For our Chinese high net worth client base, we evaluate three alternatives to EB-5:
  1. EB-1C Multinational Manager: This option has stringent requirements that are presently being interpreted very restrictively by the Trump Administration. The denial rate on these applications is high. The requirements are that the applicant must have been employed in a managerial or executive capacity by a company outside of the U.S. for one year and be transferred to a related company in the U.S. to likewise perform services at a managerial or executive level. It is important for the Chinese national to understand that he/she must qualify not as the owner of a business but rather as a full-time manager or executive of the business

    The problem with this option is the USCIS interpretation of what is a managerial or executive position. In 2018 (different than prior years), we generally recommend EB-1C only for companies of substantial size both in China and in the U.S. The key is proving multiple levels of managerial, supervisory and/or professional level employees both in China and in the U.S. We generally recommend at least three tiers of employees in both companies, at least two of which tiers are occupied by executives, managers or supervisors. The corporate relationship can be based upon the acquisition of a company in the U.S. or starting up a U.S. subsidiary of a foreign company.

    It is possible – – but not necessary – – to commence the process by obtaining an L-1A managerial or executive visa, which can be obtained with significantly lower standards for a period of one year for a new or start-up business.
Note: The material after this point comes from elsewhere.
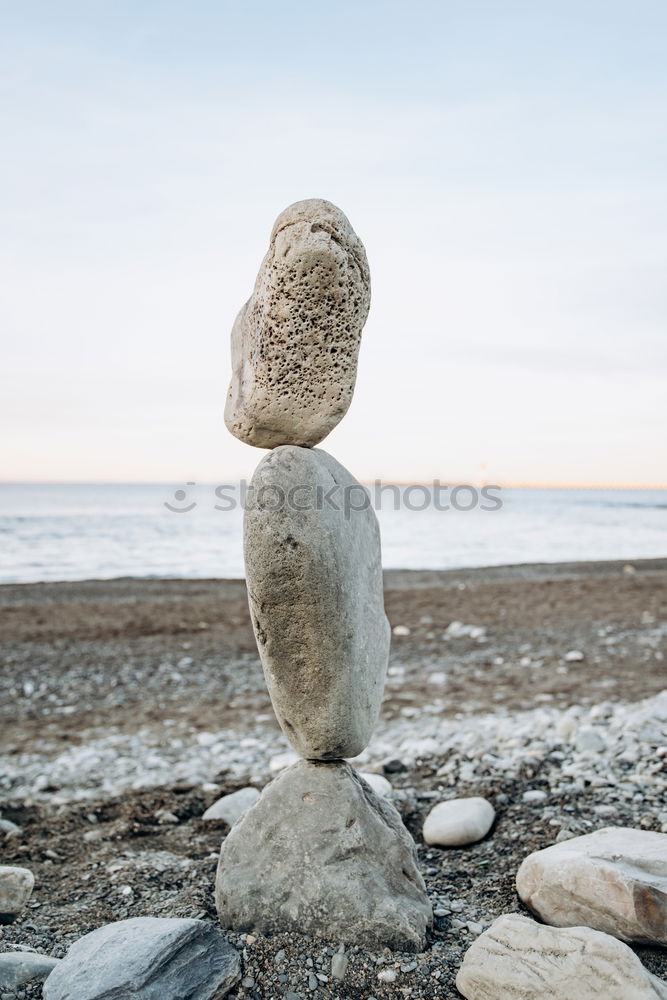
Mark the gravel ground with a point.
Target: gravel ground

However, obtaining an extension of the L-1A status after one year is difficult; and converting the L-1A to EB-1C multinational manager immigrant status is even more restrictive.

    Our corporate immigration team at Klasko, made up of approximately 50 lawyers and other professionals, has been successfully preparing and filing multinational manager immigrant petitions for some of the largest companies in the world, as well as start-up companies and everything in between. They are in charge of evaluating this option for our interested clients from China.

  2. EB-1A Extraordinary Ability: The extraordinary ability standard is the highest level of qualification in the U.S. immigration system. It requires documentation of “sustained national or international reputation” as “one of the few at the top of his peers.” What this means is that we have to prove that our client has a reputation and recognition at a national level for his or her accomplishments in a specific field. For example, if the field is business, we want to show unusual success in starting, managing or expanding businesses and that such successes have been publicized through media or in other ways such that his or her successes are recognized by many outside of the people with whom he works or interacts. It is necessary to meet certain documentary criteria, but that is not enough. Assuming those criteria are documented, it is then necessary to prove that the applicant has achieved the necessary level of national or international recognition, usually through reference letters.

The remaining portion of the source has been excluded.